Similarly, Powell's lawyer, Michael P. Stone, said he is speaking out to prepare the public for the acquittals he anticipates. "I'm afraid expectations of a conviction will rise like before" because of media coverage, he said. "There seems to be a slant toward the officers were wrong, not Rodney King was wrong."
Defense lawyer Braun said his tactics are affected because the problems of his client, Briseno, will not be over even if he is acquitted because he still faces internal Police Department charges. "The Police Department is very political," Braun said. "If Ted can look better to the public, it will help."
Earlier this month, Braun held a news conference with Briseno and a polygraph expert during which they released the results of a lie detector test, purportedly showing that Briseno was truthful when he said that he stepped on King's back to protect him. The next morning, Davies, in response to a motion by federal prosecutors, followed longstanding precedents and ruled the test inadmissible.

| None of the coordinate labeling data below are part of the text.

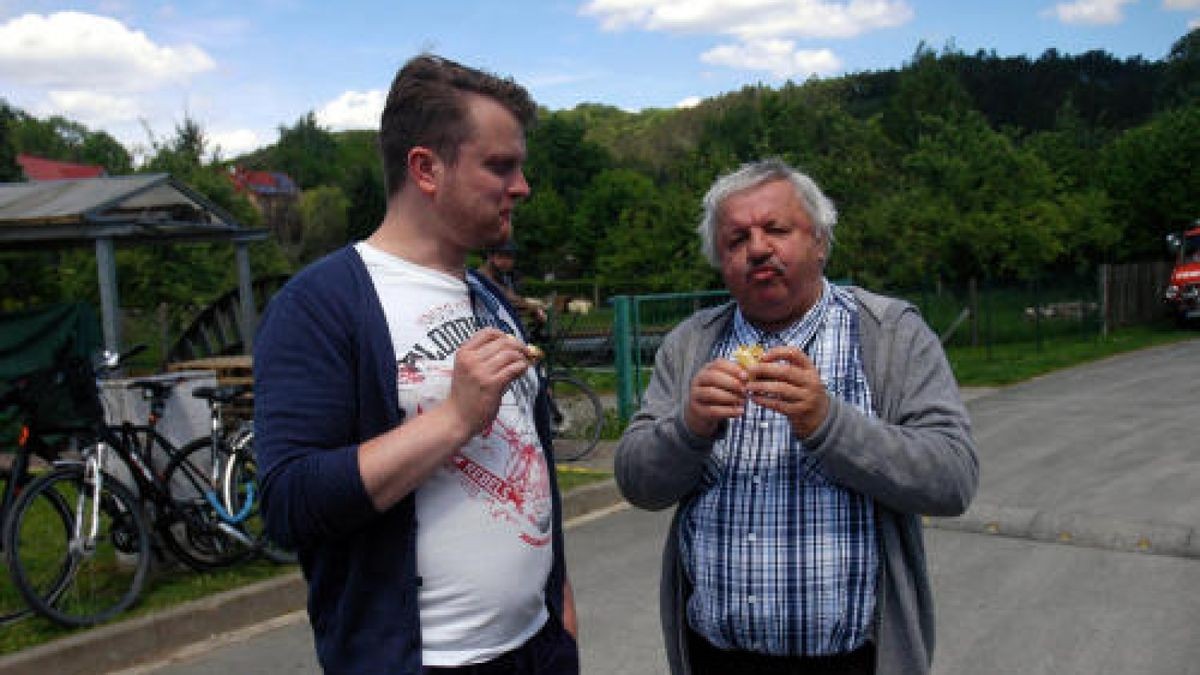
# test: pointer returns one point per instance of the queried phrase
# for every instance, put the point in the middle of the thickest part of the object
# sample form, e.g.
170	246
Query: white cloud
235	142
93	108
779	57
75	51
1090	12
751	18
353	109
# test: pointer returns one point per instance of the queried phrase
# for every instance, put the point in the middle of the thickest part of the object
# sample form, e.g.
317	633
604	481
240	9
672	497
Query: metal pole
109	309
623	356
246	294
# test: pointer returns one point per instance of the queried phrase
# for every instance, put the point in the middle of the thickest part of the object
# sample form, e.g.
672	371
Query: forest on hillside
951	167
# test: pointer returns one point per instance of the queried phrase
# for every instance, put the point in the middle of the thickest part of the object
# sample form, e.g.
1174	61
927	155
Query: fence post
623	356
1103	281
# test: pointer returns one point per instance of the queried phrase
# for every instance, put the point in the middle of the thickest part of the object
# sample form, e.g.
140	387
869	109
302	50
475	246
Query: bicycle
229	488
31	448
576	413
106	550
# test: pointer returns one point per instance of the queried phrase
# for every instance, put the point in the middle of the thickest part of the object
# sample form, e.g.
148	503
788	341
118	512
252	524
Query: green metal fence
639	324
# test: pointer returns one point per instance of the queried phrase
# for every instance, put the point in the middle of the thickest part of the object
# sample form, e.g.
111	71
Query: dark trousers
552	651
708	659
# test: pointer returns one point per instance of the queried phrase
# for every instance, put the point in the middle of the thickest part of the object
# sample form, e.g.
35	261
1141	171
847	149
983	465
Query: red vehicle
1182	296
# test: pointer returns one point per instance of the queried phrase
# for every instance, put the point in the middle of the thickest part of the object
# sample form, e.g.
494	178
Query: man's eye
502	167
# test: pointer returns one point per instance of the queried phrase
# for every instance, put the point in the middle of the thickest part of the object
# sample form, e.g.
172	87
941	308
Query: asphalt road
1080	555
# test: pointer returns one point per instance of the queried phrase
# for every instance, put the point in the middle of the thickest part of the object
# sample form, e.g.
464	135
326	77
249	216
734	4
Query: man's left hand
786	381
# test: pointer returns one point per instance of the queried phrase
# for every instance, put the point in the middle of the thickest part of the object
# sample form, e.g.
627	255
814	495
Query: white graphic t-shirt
484	518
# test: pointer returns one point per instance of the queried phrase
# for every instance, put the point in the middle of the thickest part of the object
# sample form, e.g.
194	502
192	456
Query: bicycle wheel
196	531
95	567
54	514
240	496
576	417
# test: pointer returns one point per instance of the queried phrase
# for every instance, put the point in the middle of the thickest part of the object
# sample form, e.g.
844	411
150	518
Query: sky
243	70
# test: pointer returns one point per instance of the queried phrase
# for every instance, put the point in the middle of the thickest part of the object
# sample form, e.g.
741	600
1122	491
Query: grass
1015	362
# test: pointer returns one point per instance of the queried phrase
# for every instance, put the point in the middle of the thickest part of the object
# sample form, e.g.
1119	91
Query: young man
801	472
402	436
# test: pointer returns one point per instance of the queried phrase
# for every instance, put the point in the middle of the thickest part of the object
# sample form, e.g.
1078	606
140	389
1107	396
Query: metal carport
127	210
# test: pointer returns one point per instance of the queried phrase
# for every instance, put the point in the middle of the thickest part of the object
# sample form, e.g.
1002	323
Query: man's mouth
765	273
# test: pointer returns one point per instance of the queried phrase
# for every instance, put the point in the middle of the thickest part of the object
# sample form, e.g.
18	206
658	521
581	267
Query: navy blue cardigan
325	381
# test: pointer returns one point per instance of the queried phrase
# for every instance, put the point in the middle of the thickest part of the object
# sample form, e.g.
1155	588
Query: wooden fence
1133	293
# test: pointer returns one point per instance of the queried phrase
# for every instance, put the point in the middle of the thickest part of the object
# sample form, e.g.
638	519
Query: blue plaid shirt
783	560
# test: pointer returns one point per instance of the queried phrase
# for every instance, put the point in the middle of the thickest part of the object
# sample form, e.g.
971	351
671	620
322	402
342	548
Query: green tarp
35	339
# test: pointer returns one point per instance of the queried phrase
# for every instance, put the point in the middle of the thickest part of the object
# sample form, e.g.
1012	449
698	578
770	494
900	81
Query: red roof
40	168
262	181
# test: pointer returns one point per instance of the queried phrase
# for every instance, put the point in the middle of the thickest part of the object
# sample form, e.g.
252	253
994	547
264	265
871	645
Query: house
275	196
40	168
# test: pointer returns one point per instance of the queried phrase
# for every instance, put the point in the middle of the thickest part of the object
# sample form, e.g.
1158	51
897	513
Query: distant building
40	168
275	195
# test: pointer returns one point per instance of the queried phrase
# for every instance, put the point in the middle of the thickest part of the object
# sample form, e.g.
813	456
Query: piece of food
748	354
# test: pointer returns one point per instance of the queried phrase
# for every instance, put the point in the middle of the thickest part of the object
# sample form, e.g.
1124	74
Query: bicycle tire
13	605
576	417
239	487
102	581
196	533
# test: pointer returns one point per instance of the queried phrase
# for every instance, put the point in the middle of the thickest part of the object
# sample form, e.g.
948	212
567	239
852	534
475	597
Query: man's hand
483	369
718	393
786	382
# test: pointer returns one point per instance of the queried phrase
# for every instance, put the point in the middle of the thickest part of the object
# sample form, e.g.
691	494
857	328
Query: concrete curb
126	644
1075	529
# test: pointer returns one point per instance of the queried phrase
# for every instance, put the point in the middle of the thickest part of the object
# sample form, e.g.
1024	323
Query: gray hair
820	209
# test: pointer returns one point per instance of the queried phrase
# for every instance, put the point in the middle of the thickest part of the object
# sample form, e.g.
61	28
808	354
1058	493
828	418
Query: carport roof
129	209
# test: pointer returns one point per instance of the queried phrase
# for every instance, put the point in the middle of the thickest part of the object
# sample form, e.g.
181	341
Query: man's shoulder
327	273
879	306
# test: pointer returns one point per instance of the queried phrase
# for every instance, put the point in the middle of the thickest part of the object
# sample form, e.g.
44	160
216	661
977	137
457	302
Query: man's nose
520	189
757	244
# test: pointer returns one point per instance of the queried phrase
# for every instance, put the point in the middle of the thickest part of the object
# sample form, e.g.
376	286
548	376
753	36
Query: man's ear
425	169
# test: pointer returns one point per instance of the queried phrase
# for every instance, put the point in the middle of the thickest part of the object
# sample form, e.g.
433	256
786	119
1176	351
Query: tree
323	217
997	207
1152	178
307	153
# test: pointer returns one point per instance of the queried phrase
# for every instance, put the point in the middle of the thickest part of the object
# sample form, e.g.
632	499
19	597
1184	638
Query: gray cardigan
917	458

But Braun said that despite his setback in court, a key goal had been achieved. "People have been calling Ted a liar for the last two years. He wanted the word out that he passed the test as much for self-respect as for admissibility."
Braun also said his decision to take an aggressive public stance stemmed in part from his perception that he had triumphed in the past by engaging prosecutors in verbal warfare outside the courtroom. In particular, he cited the celebrated 1987 "Twilight Zone" case, in which he successfully represented film producer George Folsey, one of five defendants accused of involuntary manslaughter in the deaths of Vic Morrow and two child actors killed by a helicopter during the late-night filming of a battle scene.
He said that the defense had lured Deputy Dist. Atty. Lea Purwin D'Agostino into "insane total warfare" during frequent histrionic news conferences. Braun said the "carnival-like" atmosphere helped to deflect attention from the defendants, focusing the spotlight on D'Agostino's tactics.
But this time, prosecutors are not going for the bait. They have declined comment outside the courtroom.
"It is unprofessional and counterproductive to engage in a daily harangue on the courthouse steps," said U.S. Atty. Terree A. Bowers, responding on behalf of the prosecuting attorneys. "It is unfortunate that inflammatory statements that would be inadmissible and even sanctionable in the context of the trial itself somehow garner the rapt attention of the media at the end of each trial day."
Levenson and other observers said they believe that some of the prosecutors' reticence to comment outside the courtroom is because they are at much greater risk of endangering their legal position with a misstatement than are defense lawyers.
Virtually all reporters covering the King trial say the outside news conferences would play a less significant role if a video camera was allowed in the courtroom, enabling television stations to show film of the testimony.
Because cameras are prohibited in federal court, the news conferences have, in a sense, supplanted the extensive live coverage of the first trial. As a result, the defense has been able to dominate the television images to a greater degree.
Still, UCLA criminal law professor Peter Arenella questions whether any of the posturing and rhetoric will, in the end, make any difference.
"I don't believe the general public will change their own preconceptions of guilt or innocence, formed by viewing the videotape, because of the attempts of the defense camp and others to woo them to their side," Arenella said.
Times staff writer Jim Newton contributed to this article.